From: SeongJae Park <[email protected]>
On a few of our systems, I found frequent 'unshare(CLONE_NEWNET)' calls
make the number of active slab objects including 'sock_inode_cache' type
rapidly and continuously increase. As a result, memory pressure occurs.
In more detail, I made an artificial reproducer that resembles the
workload that we found the problem and reproduce the problem faster. It
merely repeats 'unshare(CLONE_NEWNET)' 50,000 times in a loop. It takes
about 2 minutes. On 40 CPU cores, 70GB DRAM machine, it reduced about
15GB of available memory in total. Note that the issue don't reproduce
on every machine. On my 6 CPU cores machine, the problem didn't
reproduce.
'cleanup_net()' and 'fqdir_work_fn()' are functions that deallocate the
relevant memory objects. They are asynchronously invoked by the work
queues and internally use 'rcu_barrier()' to ensure safe destructions.
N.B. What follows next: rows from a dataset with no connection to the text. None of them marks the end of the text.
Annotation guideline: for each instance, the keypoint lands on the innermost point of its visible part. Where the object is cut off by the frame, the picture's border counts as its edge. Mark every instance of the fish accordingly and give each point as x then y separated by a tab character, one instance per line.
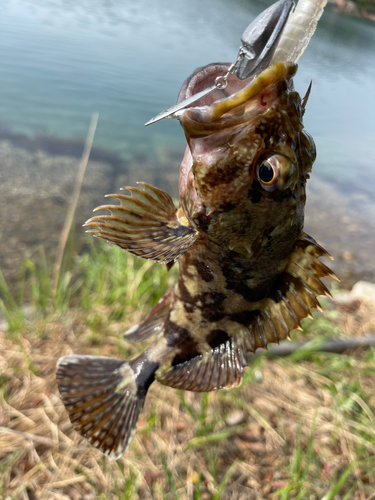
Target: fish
248	273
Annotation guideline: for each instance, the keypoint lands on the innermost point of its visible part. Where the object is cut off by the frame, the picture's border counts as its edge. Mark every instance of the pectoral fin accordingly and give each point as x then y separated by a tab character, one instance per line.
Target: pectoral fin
146	224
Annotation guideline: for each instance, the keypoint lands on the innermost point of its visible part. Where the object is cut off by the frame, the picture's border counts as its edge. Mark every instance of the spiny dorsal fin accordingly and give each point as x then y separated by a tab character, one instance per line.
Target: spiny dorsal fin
103	400
219	368
293	296
146	224
152	323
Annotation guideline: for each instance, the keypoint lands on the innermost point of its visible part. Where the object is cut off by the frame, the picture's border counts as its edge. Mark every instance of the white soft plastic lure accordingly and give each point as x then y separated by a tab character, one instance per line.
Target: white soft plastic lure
298	30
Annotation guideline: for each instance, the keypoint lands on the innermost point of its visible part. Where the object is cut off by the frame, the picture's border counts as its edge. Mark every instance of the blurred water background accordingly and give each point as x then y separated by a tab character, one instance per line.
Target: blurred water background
62	60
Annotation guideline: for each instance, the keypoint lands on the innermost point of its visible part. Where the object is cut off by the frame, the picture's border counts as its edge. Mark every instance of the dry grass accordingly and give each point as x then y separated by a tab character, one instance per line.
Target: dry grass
298	428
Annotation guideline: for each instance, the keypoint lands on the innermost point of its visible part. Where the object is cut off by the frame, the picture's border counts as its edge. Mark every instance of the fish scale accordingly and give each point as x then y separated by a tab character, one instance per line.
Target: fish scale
248	273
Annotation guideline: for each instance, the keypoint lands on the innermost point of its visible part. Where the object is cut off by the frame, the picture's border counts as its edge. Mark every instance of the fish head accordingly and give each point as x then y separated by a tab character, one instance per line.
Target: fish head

'cleanup_net()' works in a batched maneer in a single thread worker,
while 'fqdir_work_fn()' works for each 'fqdir_exit()' call in the
'system_wq'.
Therefore, 'fqdir_work_fn()' called frequently under the workload and
made the contention for 'rcu_barrier()' high. In more detail, the
global mutex, 'rcu_state.barrier_mutex' became the bottleneck.
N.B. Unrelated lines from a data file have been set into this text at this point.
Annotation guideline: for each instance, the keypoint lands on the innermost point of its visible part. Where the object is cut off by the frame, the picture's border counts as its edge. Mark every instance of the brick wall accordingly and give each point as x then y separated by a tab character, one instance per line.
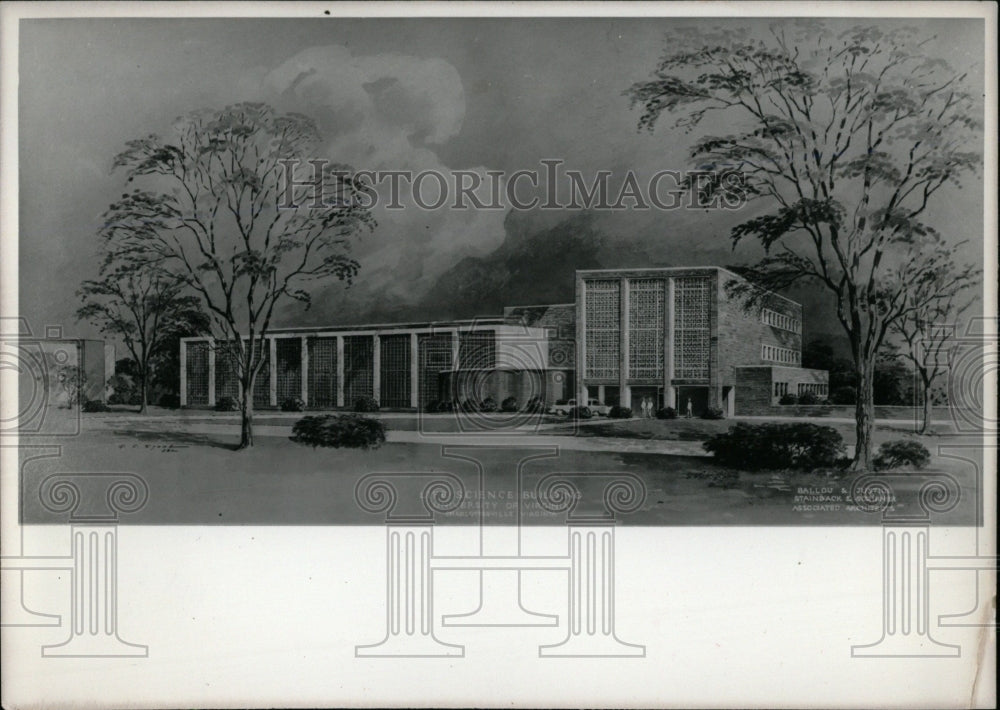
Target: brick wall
741	332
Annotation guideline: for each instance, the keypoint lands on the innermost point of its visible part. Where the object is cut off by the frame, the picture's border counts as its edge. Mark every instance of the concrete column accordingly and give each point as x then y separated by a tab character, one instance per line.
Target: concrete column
272	384
376	368
304	369
669	391
211	372
183	373
414	371
581	340
340	370
623	359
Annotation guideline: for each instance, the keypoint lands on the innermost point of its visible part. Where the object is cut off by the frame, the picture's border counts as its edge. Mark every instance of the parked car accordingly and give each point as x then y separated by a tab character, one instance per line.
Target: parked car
564	408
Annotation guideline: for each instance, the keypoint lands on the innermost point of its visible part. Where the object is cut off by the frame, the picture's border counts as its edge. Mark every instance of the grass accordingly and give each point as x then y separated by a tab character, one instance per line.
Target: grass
199	479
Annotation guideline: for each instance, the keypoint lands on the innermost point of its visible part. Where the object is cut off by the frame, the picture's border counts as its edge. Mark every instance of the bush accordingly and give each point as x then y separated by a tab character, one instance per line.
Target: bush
777	446
95	405
808	398
169	400
227	404
535	404
339	431
843	395
901	452
365	404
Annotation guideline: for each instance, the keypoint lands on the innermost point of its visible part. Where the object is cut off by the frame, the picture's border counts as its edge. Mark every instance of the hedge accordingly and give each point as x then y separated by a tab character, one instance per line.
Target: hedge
776	446
339	431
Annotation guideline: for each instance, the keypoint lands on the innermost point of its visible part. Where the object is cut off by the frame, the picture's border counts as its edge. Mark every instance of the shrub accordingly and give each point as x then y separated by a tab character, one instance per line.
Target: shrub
901	452
95	405
226	404
169	400
843	395
777	446
365	404
339	431
535	404
808	398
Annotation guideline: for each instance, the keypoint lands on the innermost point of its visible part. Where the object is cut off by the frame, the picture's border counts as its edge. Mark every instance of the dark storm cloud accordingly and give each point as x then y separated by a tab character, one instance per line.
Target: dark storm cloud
392	94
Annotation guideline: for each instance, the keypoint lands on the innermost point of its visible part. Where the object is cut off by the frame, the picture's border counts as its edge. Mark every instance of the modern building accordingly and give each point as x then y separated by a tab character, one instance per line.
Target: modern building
673	335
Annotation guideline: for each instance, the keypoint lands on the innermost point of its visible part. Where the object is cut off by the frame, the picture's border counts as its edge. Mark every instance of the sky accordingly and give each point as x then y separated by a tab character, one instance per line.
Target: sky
446	94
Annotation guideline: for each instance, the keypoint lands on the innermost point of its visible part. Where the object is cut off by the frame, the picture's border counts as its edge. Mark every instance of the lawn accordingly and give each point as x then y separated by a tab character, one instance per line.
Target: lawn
200	480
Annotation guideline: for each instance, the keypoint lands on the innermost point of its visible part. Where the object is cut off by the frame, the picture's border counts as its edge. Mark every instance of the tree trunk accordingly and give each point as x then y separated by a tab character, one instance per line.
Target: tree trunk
926	427
864	414
246	417
143	396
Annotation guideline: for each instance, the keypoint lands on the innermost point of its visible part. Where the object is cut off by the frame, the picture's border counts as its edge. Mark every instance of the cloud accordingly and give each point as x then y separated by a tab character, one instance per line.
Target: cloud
390	112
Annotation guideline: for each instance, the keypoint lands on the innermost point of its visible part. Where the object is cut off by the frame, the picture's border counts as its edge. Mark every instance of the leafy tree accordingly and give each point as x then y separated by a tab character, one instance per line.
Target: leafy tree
139	304
842	140
927	328
228	210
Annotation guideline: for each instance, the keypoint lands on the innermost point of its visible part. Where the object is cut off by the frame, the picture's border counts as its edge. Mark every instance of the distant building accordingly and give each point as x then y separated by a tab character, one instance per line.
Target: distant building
669	334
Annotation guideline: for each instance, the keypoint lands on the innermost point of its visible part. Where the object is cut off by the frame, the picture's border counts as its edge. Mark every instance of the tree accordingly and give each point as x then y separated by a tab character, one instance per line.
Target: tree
227	210
843	141
927	328
140	304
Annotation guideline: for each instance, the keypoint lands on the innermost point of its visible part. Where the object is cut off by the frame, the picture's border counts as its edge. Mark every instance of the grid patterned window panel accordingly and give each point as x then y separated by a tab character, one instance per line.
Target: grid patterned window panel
227	379
477	350
394	370
262	383
435	355
359	363
646	311
197	372
603	322
322	372
691	327
289	352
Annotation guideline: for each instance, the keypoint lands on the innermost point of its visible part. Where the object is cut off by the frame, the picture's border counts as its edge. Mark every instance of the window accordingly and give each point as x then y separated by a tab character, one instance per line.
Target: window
603	320
691	328
645	328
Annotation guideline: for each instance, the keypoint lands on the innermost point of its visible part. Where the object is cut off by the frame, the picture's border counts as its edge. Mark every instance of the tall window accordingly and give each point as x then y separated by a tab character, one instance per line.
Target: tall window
691	327
603	320
645	329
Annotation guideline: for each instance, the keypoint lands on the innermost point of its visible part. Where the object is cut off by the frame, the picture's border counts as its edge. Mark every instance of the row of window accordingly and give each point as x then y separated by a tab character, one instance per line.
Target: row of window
779	320
785	356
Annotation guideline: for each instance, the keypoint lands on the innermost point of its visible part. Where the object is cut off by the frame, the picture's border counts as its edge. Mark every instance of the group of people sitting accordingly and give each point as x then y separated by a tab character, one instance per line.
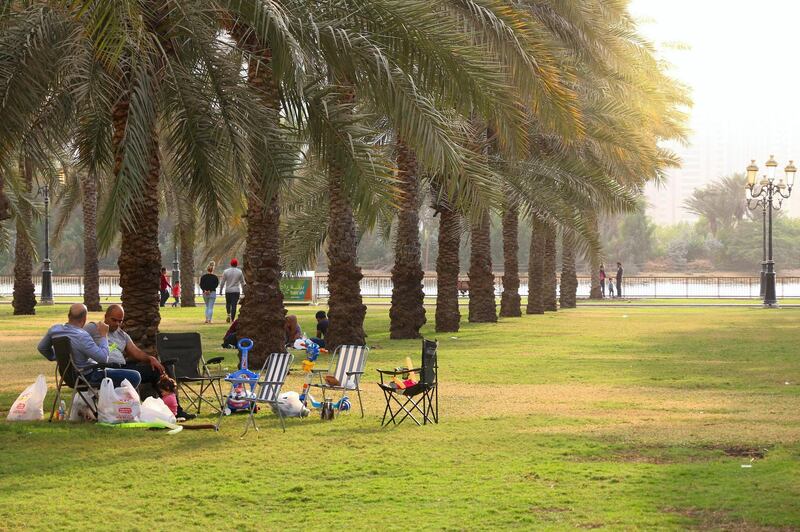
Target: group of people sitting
103	349
291	331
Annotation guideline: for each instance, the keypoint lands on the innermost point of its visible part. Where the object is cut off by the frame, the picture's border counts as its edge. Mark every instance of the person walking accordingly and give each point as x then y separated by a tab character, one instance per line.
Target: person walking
232	284
602	281
164	287
208	284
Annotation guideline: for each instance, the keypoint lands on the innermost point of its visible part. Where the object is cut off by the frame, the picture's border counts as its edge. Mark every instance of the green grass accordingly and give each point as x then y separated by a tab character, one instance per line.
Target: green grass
593	418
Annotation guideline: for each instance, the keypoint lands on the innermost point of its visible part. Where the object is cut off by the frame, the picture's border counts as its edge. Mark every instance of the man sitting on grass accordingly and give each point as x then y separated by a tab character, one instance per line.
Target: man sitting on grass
87	353
126	354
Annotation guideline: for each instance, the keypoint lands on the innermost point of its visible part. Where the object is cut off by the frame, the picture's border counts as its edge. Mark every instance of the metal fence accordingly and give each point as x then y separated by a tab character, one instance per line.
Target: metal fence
380	286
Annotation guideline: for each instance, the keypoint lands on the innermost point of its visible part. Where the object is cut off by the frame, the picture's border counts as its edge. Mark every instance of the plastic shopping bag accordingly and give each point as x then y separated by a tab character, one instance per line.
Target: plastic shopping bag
118	405
290	405
154	409
28	406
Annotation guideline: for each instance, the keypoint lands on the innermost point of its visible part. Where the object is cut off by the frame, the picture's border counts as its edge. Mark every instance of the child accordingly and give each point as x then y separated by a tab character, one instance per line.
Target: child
167	390
176	293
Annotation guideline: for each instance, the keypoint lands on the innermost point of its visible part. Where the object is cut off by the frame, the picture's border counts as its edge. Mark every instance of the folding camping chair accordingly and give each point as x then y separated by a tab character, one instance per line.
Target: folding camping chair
184	352
425	392
264	388
347	366
68	375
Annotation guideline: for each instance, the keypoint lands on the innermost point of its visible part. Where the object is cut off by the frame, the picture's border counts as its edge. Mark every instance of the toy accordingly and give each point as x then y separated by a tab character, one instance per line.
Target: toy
409	380
242	379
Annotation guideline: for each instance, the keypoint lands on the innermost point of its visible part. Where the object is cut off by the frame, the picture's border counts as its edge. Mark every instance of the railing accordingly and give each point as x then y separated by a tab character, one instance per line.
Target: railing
380	286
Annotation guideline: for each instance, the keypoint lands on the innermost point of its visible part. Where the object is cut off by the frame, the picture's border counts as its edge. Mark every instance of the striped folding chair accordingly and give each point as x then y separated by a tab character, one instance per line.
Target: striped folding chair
268	388
345	371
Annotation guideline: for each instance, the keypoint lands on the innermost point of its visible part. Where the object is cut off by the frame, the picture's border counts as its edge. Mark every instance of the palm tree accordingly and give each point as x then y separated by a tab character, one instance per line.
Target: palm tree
510	300
186	236
407	313
448	315
549	279
536	295
91	272
569	278
24	298
482	307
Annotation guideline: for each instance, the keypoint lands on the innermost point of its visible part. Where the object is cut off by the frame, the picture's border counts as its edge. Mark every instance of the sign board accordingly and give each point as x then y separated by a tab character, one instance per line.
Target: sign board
298	288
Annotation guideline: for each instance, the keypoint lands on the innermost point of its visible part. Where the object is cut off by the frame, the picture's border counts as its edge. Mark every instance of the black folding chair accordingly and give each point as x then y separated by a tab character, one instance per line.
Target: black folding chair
422	397
184	353
68	375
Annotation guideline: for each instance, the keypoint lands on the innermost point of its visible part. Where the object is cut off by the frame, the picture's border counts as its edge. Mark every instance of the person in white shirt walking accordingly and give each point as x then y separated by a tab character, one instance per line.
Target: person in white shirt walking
232	284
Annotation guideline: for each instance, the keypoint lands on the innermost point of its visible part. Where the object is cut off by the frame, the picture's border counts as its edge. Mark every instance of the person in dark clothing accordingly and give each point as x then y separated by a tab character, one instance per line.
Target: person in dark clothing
164	286
602	277
322	328
231	337
208	284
I tried making 'fqdir_work_fn()' batched and confirmed it works. The
following patch is for the change. I think this is the right solution
for point fix of this issue, but someone might blame different parts.
1. User: Frequent 'unshare()' calls
From some point of view, such frequent 'unshare()' calls might seem only
insane.
2. Global mutex in 'rcu_barrier()'
Because of the global mutex, 'rcu_barrier()' callers could wait long
even after the callbacks started before the call finished. Therefore,
similar issues could happen in another 'rcu_barrier()' usages. Maybe we
can use some wait queue like mechanism to notify the waiters when the
desired time came.
I personally believe applying the point fix for now and making
'rcu_barrier()' improvement in longterm make sense. If I'm missing
something or you have different opinion, please feel free to let me
know.
Patch History
-------------
Changes from v1
(https://lore.kernel.org/netdev/[email protected]/)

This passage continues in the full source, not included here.